By Kaitlyn Kelley
As courses at Youngstown State University continue remotely through the COVID-19 pandemic, some students expressed concern about the move from the physical to the virtual world.
YSU students who are passionate about dancing, whether it’s for their major or a hobby, are not letting these changes prevent them from getting on the dance floor — even if that means dancing in their bedroom.
Erica Hays, a junior dance management major, is one of these students who feels like her ability to learn and dance has been affected by the transition.
“As a fair amount of my classes have been moved online, I must now dance in the space I have and can find. I can’t go to a studio and dance with my teachers and friends,” she said. “I think in the end, it will limit my ability to learn this semester because I cannot be in the studio learning from my peers as well as my teachers.”
Hays also expressed concern for the senior dance management majors who have lost the ability to present their senior projects the way they had envisioned.
But the change in classes isn’t the only aspect that has taken a toll on these students. Those who seek to gain experience by working at local dance studios can’t report to work since they are nonessential businesses.
Francesca Byrne, a sophomore advertising and public relations major, works at the Boardman Performing Arts Center at Boardman High School as the lead hip-hop coordinator and choreographer.
Hays also works in dance studios, interning at the JCC School of Dance in Youngstown and choreographing for Stacey’s Dance Studio in Marietta, Ohio.

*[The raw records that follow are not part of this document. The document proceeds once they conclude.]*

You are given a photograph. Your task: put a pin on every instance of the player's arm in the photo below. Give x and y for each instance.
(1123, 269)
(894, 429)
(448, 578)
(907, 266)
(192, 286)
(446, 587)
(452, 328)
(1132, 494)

“Through the dance studio that I work at, we were in the midst of our competition season,” Byrne said. “We spent months of training, cleaning and perfecting all of our routines that we had expensive professional choreographers come in to set. “
Byrne believes her dance team was having one of its best seasons before the pandemic. However, she is still able to work with her mentors and students virtually, similarly to how YSU classes are functioning.
Although many performances were cancelled after hours of hard work, students remain as optimistic as possible.
Gillian Pirone, a freshman middle school education major, is a member of the YSU Dance Ensemble and YSU Black Ice.
“I’ve been managing to dance still,” she said. “I’ve been doing improv and finding online ballet classes to do. I feel more well rested physically and mentally and less stressed than usual.”
Byrne has also been learning more challenging freestyle than she normally would have time to do before the semester moved online. She is using the lack of peer review to start critiquing herself.
But Byrne makes sure to post her dance videos to social media so others can still see her work.
“With many negatives circulating throughout general society today in this terrible time of fear and isolation, I see a lot of positives in the dance community at this time,” she said. “I am so happy I am able to utilize technology and teach my own students throughout every week and keep training as well as being able to connect and contact my mentors from across the country to help me continue to grow as a performer and artist.”
COVID-19 may have taken opportunities from students, but dancers at YSU refuse to let the pandemic break their spirit, and they continue to pursue what they love.
“Art, in general, is something that I believe is truly special. It breaks boundaries, defies science in ways and connects people,” Byrne said. “In a time of isolation, this art and community never fails to bring me back home and feel safe again.”